An election week special is soon diverted to more intriguing matter, including Man City footballers seeking solace on a construction site, mixed-reality headsets and what RMJM’s office building did next


This week’s election tiebreaker

Despite all the election coverage in print, on TV and online, it seems the political campaigns have been about as good at putting across their arguments across as Michael Fish was at predicting hurricanes. A survey by rental solution provider Hewden of 1.8 million construction sector workers found that over half of them were unclear about the political parties’ policies. Apparently those surveyed found politics less important than everyday pastimes such as shopping, watching TV and sport. That’s why if the election is a tie, all seven party leaders should be put into a special episode of The Apprentice, followed by a five-a-side kickabout with their Cabinet teams. Unfortunately, it’s likely Lord Sugar will simply stand up and tell them all: “You’re fired!”

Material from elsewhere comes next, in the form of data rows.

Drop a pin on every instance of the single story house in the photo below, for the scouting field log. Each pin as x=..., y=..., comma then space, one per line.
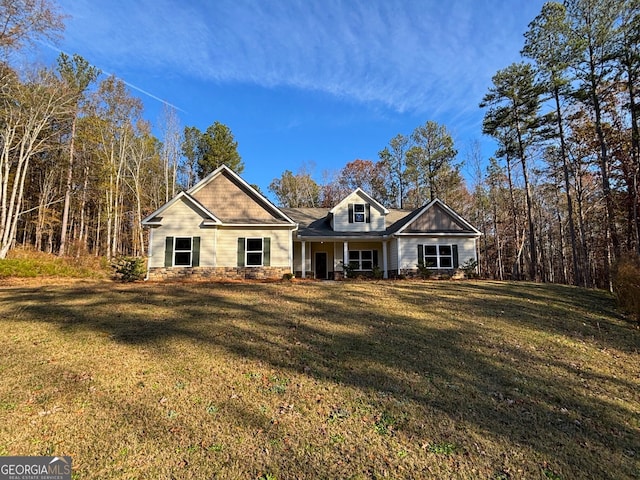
x=222, y=228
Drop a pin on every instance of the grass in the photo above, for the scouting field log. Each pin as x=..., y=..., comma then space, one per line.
x=24, y=263
x=321, y=380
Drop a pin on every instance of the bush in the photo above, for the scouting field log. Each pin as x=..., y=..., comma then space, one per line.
x=378, y=273
x=130, y=269
x=470, y=268
x=626, y=286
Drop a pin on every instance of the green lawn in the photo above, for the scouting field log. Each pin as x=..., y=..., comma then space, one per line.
x=435, y=379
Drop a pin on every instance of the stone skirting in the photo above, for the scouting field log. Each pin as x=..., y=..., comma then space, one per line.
x=218, y=273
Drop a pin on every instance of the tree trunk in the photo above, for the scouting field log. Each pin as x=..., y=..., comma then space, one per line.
x=67, y=192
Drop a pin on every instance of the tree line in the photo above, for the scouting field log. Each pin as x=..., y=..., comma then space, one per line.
x=79, y=166
x=558, y=201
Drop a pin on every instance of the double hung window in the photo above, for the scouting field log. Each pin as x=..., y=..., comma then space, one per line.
x=183, y=252
x=254, y=252
x=438, y=256
x=361, y=259
x=359, y=213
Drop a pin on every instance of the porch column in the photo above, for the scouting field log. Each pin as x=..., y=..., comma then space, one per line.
x=385, y=273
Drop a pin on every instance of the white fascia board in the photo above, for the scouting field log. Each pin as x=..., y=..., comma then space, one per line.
x=366, y=197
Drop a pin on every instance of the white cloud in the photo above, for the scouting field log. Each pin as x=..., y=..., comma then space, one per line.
x=423, y=56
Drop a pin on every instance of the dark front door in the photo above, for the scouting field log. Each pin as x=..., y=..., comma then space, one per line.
x=321, y=265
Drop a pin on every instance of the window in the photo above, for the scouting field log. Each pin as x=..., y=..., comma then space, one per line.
x=182, y=252
x=359, y=213
x=253, y=252
x=438, y=256
x=362, y=259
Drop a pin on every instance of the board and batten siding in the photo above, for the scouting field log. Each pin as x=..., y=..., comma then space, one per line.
x=408, y=259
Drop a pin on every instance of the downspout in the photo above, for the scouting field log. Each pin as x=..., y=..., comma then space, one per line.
x=149, y=254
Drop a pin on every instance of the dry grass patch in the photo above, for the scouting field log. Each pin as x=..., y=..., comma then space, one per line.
x=320, y=380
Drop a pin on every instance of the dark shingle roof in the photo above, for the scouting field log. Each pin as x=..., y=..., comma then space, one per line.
x=315, y=222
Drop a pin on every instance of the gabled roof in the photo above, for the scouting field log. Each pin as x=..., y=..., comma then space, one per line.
x=314, y=223
x=230, y=213
x=154, y=219
x=436, y=214
x=364, y=195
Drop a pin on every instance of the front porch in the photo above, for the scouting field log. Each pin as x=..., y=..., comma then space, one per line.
x=324, y=259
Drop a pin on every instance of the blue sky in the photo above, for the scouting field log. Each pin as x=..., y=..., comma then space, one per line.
x=315, y=83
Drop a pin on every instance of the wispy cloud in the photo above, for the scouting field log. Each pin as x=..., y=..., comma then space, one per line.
x=426, y=56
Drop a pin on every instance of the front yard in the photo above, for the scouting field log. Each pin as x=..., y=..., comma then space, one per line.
x=320, y=380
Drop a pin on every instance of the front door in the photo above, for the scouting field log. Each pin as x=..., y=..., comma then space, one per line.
x=321, y=265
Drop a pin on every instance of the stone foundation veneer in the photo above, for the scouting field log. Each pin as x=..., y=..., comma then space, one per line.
x=218, y=273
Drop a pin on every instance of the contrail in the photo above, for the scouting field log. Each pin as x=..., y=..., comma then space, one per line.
x=130, y=85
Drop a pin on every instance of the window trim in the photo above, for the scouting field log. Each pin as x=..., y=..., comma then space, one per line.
x=438, y=256
x=356, y=213
x=176, y=251
x=360, y=260
x=247, y=252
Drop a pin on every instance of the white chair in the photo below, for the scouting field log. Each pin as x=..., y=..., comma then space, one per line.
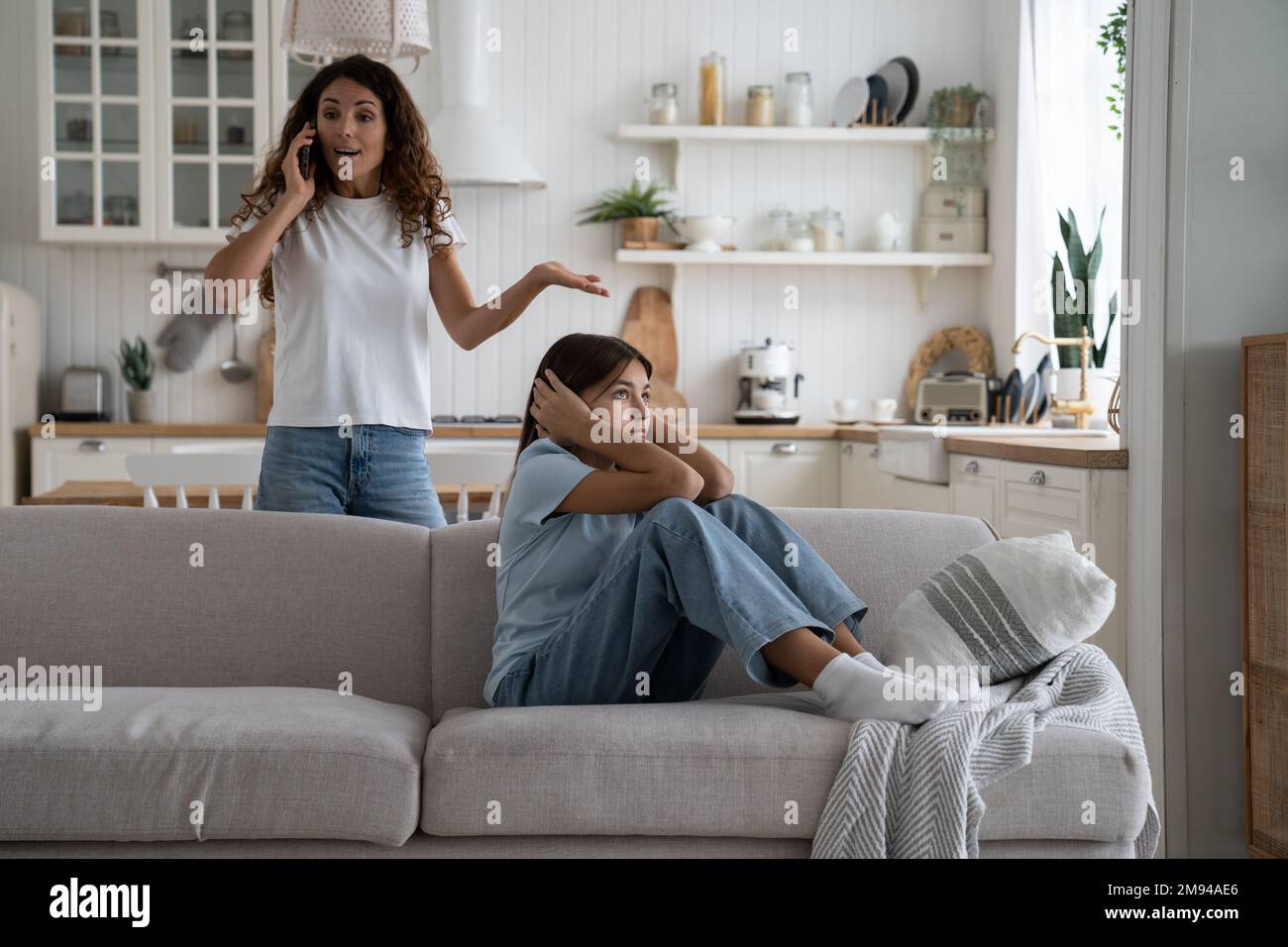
x=235, y=470
x=468, y=471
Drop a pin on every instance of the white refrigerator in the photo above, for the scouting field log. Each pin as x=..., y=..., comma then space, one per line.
x=20, y=379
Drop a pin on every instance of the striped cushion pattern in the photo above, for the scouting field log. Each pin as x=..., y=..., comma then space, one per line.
x=1000, y=611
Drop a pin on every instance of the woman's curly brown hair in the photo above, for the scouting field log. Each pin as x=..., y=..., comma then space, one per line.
x=410, y=172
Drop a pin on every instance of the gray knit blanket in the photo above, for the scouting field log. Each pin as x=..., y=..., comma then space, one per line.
x=914, y=791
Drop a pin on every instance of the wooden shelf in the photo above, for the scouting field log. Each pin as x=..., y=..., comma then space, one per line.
x=925, y=265
x=785, y=258
x=787, y=134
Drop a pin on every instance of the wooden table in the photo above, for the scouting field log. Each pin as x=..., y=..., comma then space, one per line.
x=127, y=493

Election night at the museum

Speaking of parties, where better to see in the results of the South Ribble and Brigg and Goole constituencies dribble in than the Victoria & Albert Museum? As we went to press the V&A was planning a special polling day party on Thursday to welcome in the result and promising to explore the “intersection of design and politics through an evening of conversation, music and discussion”. Speakers include Liza Fior, architect partner at muf architecture/art, Dan Hill, chief design officer at the Future Cities Catapult, and Sam Jacob, founding director of FAT, architect, writer and critic. The conversations and short speeches on the election are supposed to cover analysis of social media and, maybe, the actual issues themselves - which would be more than the parties’ own campaigns managed to do. I do hope the museum opened up the West Wing for the event.

Off-field pursuits

Good news this week for Manchester City supporters. Although their team lost the title by a country mile to their southern rivals Chelsea, the team has found some solace by helping to launch a 17-storey development in the city centre. Team members James Milner, Eliaquim Mangala and Bacary Sagna swapped last year’s silverware for spades to help out on the new project at Greengate on behalf of the Select Property Group. No doubt the City stars were glad to get stuck into their new role on the construction site coming so soon after José Mourinho stuck the boot into their title chances.

Back to (virtual) reality

Sometimes construction really can offer a window into the future, especially when it comes to virtual reality. I was pleasantly surprised to hear that those whizzkids down at Trimble Navigation have teamed up with Microsoft to offer a new holographic experience on Windows 10 to those early adopters in the architecture, engineering and construction communities. The company has developed a generation of tools which will allow users to don a headset and delve into a “mixed-reality” experience with the HoloLens holographic platform on Microsoft’s operating system. The whole system is intended to improve quality, collaboration and efficiency in the design and construction of buildings and structures. No doubt once this has all launched, those boffins over at Trimble will be able to get to work on hooking up my iPhone and sorting out all those issues with Outlook too.


Glasgow easyHotel

The lost souls of many a poor architect wander the corridors at night…

Remembrance of things past

I dispatched a hack to Glasgow to hear about plans to rebuild the fire-damaged art college, designed by my young friend Charles Rennie Mackintosh. One of the reconstruction architects had found a scroll dating from 1909 which listed those involved in the original project - a proud roll call of “contractors, master craftsmen, wrights and artificers”. As the architect asked: “When did you last hear contractors described as artificers? It’s usually other words.” Meanwhile, I was tickled to discover my hack was billeted during her Glasgow stay at a wretched establishment called “the easyHotel”. What amused me most was to discover the hotel was converted from the offices of the architectural practice RMJM.